The Last Days of Ptolemy Grey, a new mini series directed and executive produced by alumnus and Head of Directing Concentration Ramin Bahrani '96 (CC) and executive produced by Adjunct Professor Diane Houslin, premiered on Apple TV+ on March 11. The show, which was adapted for the screen by Walter Mosley from his own novel by the same name, will have a total of six episodes with new episodes being released weekly on Fridays.

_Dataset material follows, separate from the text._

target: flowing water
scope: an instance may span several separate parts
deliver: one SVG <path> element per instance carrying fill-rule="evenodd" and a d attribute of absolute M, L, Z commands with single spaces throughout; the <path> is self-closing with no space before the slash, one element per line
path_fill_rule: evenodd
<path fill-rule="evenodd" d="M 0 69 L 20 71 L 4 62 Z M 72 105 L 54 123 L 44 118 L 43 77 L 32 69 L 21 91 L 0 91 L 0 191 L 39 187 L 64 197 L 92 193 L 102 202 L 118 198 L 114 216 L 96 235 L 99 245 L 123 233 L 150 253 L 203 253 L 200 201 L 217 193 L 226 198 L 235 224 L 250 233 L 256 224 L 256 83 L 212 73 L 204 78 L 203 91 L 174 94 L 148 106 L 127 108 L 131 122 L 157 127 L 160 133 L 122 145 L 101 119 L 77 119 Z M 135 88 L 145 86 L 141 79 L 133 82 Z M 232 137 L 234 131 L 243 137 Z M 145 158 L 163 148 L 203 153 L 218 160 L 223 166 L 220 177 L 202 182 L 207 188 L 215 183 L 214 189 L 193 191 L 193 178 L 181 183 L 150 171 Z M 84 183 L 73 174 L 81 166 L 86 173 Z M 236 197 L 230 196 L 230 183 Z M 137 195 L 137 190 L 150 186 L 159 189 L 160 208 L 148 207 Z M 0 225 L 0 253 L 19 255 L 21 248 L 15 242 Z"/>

The show stars Samuel L. Jackson as an ailing man forgotten by his family, by his friends, and by even himself. Suddenly left without his trusted caretaker and on the brink of sinking even deeper into a lonely dementia, Ptolemy is assigned to the care of orphaned teenager Robyn, played by Dominique Fishback. When they learn about a treatment that can restore Ptolemy’s dementia-addled memories, it begins a journey toward shocking truths about the past, present and future.

Watch the trailer below.

Academy Award nominee Ramin Bahrani is an award-winning Iranian-American writer, director, and producer. He is the writer, director, and producer of The White Tiger, for which he has earned Oscar, BAFTA, and WGA Award nominations for Best Adapted Screenplay. Based on the Man Booker Prize-winning novel by Aravind Adiga, the critically acclaimed Netflix feature film stars BAFTA nominee Adarsh Gourav, Rajkummar Rao, and Priyanka Chopra-Jonas, and is executive produced by Chopra and Ava DuVernay. He has won numerous awards, including a Guggenheim Fellowship and a “Someone to Watch'' Independent Spirit Award. He has been the subject of retrospectives around the world and all his cinematic work is housed in the permanent collection at the Museum of Modern Art in New York City. His previous films include 99 Homes (2014), Goodbye Solo (2008), Chop Shop (2007), and Man Push Cart (2005). Bahrani’s television film, Fahrenheit 451 (2018), for HBO, starring Michael B. Jordan, was nominated for five Emmys, including Best TV Movie, and won him a PGA award for Best Television Film.
 

Diane Houslin is a New York City based television and film producer. She has produced several series for broadcast and cable network giants, including; HBO, MTV, ESPN, PBS, NBC, VH1 and The Disney Channel. Her first short film, Morning Breath, received a special jury prize at the 2002 Sundance Film Festival. Houslin served as Executive Producer on the ESPN Films feature documentary Through The Fire, which chronicled one fateful year in the life of Brooklyn basketball phenom, Sebastian Telfair. She also directed and produced the feature documentary Lay It On The Line, a comeback story of track sprinter Casey Combest, which was acquired by ESPN. Houslin was selected by the prestigious Sundance Institute as a 2008-09 Fellow in the inaugural class of the Creative Producers Lab. Her feature lab project was the film Yelling To The Sky, which starred Zoe Kravitz and Gabourey Sidibe. In 2009, Diane partnered with acclaimed novelist, Walter Mosley, to form B.O.B. Filmhouse, Inc. The company currently has projects in development with HBO, Cinemax, Sony TV and Ron Howard's Imagine Entertainment. She lives in her hometown of Brooklyn, NY.